DCs and macrophages have been identified as rapid producers of IL-27 subunits after Toll-like receptor (TLR) ligation (8), suggesting that IL-27 may act very early in Th1-mediated immunity. However, recent studies demonstrated that the biological function of IL-27/WSX-1 signaling is more complex, as it is also critically involved in the negative control of both Th1 and Th2 inflammatory responses (9–11). Finally, mice deficient for the EBI3 subunit of IL-27 showed reduced iNK T cell numbers and cytokine production, suggesting that EBI3 controls iNK T cell activity (12).
Because WSX-1 is highly expressed on naive T cells, IL-27–related research primarily concentrated on the biology of T cells; however, WSX-1 and gp130 are also expressed on B cells, DCs, macrophages, and mast cells, suggesting that IL-27 function is not restricted to T cells. In fact, stimulation of human mast cells and blood monocytes with rIL-27 led to the activation of STAT transcription factors and production of proinflammatory cytokines (5). However, IL-27 signaling has also been implicated in STAT3-dependent negative regulation of murine mast cells and activated macrophages (9, 13).

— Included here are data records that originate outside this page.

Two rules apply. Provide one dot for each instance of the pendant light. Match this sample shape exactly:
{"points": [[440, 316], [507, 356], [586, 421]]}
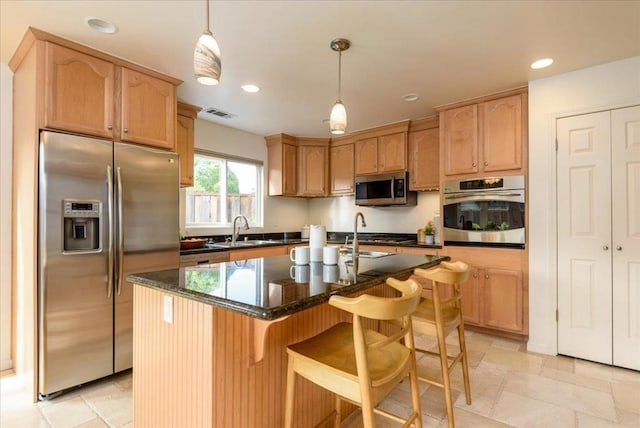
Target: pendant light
{"points": [[206, 57], [338, 118]]}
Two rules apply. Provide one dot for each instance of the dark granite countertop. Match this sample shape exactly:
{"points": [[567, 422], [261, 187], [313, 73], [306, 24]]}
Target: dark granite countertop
{"points": [[265, 288], [333, 238]]}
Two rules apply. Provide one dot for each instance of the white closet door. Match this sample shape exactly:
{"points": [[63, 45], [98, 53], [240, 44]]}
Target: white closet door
{"points": [[625, 140], [584, 237]]}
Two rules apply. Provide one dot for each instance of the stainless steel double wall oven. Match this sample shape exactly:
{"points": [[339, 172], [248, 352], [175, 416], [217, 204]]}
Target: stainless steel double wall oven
{"points": [[488, 211]]}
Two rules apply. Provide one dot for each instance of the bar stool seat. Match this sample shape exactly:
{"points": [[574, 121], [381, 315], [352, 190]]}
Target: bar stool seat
{"points": [[441, 316], [361, 365]]}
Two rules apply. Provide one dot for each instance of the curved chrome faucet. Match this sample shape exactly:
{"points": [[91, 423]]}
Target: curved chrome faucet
{"points": [[355, 244], [234, 235]]}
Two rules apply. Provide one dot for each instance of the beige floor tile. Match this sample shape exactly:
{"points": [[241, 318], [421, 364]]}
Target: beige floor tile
{"points": [[68, 413], [626, 396], [559, 362], [94, 423], [466, 419], [513, 360], [487, 382], [511, 345], [576, 379], [605, 372], [522, 411], [112, 404], [563, 394]]}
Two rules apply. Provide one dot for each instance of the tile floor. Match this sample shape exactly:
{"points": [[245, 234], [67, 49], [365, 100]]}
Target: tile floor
{"points": [[509, 386]]}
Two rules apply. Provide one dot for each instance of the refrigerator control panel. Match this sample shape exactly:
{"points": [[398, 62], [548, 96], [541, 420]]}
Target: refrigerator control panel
{"points": [[82, 208]]}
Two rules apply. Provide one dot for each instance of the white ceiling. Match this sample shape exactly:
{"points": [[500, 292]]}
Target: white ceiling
{"points": [[444, 51]]}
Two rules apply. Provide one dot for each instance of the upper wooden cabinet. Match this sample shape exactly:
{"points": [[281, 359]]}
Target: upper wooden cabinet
{"points": [[486, 136], [79, 92], [282, 165], [148, 110], [313, 166], [185, 128], [342, 167], [89, 92], [382, 149], [423, 156]]}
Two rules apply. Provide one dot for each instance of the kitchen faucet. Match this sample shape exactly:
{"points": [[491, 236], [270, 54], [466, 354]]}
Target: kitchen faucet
{"points": [[355, 244], [234, 235]]}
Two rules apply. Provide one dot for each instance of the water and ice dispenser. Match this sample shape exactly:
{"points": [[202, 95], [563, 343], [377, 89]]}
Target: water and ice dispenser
{"points": [[82, 222]]}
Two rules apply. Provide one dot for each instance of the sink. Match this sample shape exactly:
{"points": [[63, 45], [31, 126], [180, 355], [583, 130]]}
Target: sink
{"points": [[366, 254], [248, 243]]}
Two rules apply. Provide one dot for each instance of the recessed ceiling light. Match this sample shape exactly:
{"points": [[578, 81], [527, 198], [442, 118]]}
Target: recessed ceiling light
{"points": [[250, 88], [541, 63], [100, 25]]}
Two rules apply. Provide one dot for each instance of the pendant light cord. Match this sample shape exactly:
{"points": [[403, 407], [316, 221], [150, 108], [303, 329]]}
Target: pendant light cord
{"points": [[340, 76]]}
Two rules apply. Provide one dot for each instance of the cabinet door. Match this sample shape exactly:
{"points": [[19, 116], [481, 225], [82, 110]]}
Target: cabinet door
{"points": [[313, 170], [148, 110], [501, 123], [471, 298], [342, 175], [392, 152], [423, 159], [460, 140], [502, 293], [184, 135], [79, 92], [289, 169], [366, 156]]}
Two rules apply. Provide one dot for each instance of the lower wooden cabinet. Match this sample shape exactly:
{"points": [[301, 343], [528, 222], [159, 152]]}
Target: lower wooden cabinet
{"points": [[495, 297]]}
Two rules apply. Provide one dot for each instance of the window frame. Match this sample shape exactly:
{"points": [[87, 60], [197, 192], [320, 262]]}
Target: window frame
{"points": [[211, 229]]}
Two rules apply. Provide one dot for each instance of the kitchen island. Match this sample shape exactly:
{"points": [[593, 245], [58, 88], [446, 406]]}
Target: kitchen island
{"points": [[210, 340]]}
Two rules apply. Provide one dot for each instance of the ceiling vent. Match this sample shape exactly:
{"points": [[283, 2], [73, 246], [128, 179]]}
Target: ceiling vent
{"points": [[219, 113]]}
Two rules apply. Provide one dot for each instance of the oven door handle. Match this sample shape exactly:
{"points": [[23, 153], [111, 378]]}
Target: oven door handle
{"points": [[476, 194]]}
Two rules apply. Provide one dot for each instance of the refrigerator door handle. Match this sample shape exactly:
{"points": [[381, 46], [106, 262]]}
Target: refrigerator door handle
{"points": [[120, 230], [111, 230]]}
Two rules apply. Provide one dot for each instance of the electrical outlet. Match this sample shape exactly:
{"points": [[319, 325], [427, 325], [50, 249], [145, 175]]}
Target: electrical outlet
{"points": [[167, 313]]}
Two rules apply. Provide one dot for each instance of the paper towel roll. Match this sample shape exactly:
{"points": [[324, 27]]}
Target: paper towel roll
{"points": [[317, 236]]}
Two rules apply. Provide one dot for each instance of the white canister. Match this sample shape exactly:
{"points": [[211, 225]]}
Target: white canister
{"points": [[317, 236], [330, 255]]}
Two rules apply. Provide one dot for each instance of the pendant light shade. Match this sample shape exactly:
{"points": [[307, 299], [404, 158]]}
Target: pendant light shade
{"points": [[206, 57], [338, 118]]}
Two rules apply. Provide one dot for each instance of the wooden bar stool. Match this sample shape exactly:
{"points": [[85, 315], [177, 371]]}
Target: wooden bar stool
{"points": [[441, 316], [360, 365]]}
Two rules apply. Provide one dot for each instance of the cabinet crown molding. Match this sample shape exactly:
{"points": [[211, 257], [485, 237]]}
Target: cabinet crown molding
{"points": [[392, 128], [493, 96], [33, 34]]}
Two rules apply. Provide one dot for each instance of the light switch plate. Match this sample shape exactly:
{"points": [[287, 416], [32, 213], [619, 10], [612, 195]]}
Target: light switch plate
{"points": [[167, 313]]}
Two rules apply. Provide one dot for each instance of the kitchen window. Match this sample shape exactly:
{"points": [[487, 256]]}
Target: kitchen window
{"points": [[223, 187]]}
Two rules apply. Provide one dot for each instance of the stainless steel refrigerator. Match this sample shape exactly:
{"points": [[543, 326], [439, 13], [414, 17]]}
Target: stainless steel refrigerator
{"points": [[106, 210]]}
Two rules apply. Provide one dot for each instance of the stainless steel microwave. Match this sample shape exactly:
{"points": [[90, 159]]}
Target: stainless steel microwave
{"points": [[384, 190]]}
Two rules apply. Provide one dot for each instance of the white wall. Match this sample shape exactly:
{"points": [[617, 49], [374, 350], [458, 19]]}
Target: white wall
{"points": [[280, 214], [6, 126], [337, 214], [597, 88]]}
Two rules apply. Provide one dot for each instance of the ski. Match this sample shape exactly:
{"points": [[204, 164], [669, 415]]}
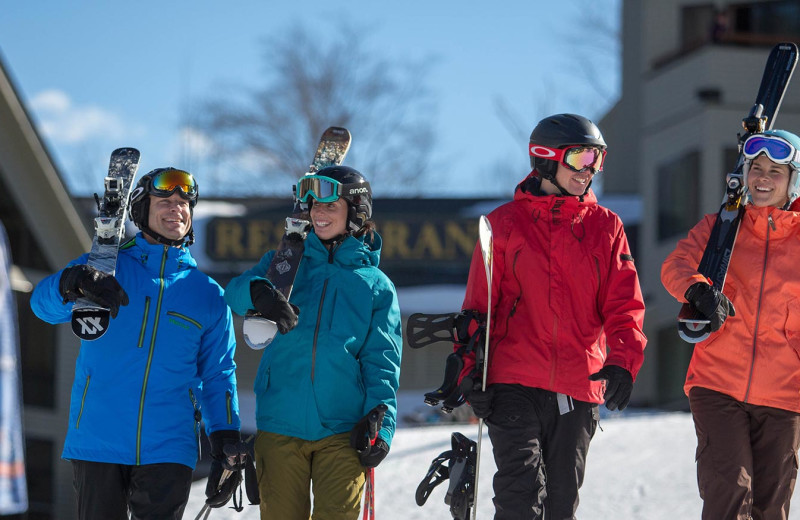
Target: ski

Cytokines have been shown to be critically involved in both protective and pathogenic antimicrobial immune responses. As an imbalance in cytokine responses may result in persistent infections or destructive systemic inflammatory response leading to multiorgan failure and death (1), a detailed understanding of local cytokine function during infections is of crucial importance for therapy of sepsis. However, the factors that determine the immune response during sepsis are still incompletely understood. Here, we demonstrate a crucial role of IL-27 in innate immunity and experimental septic peritonitis.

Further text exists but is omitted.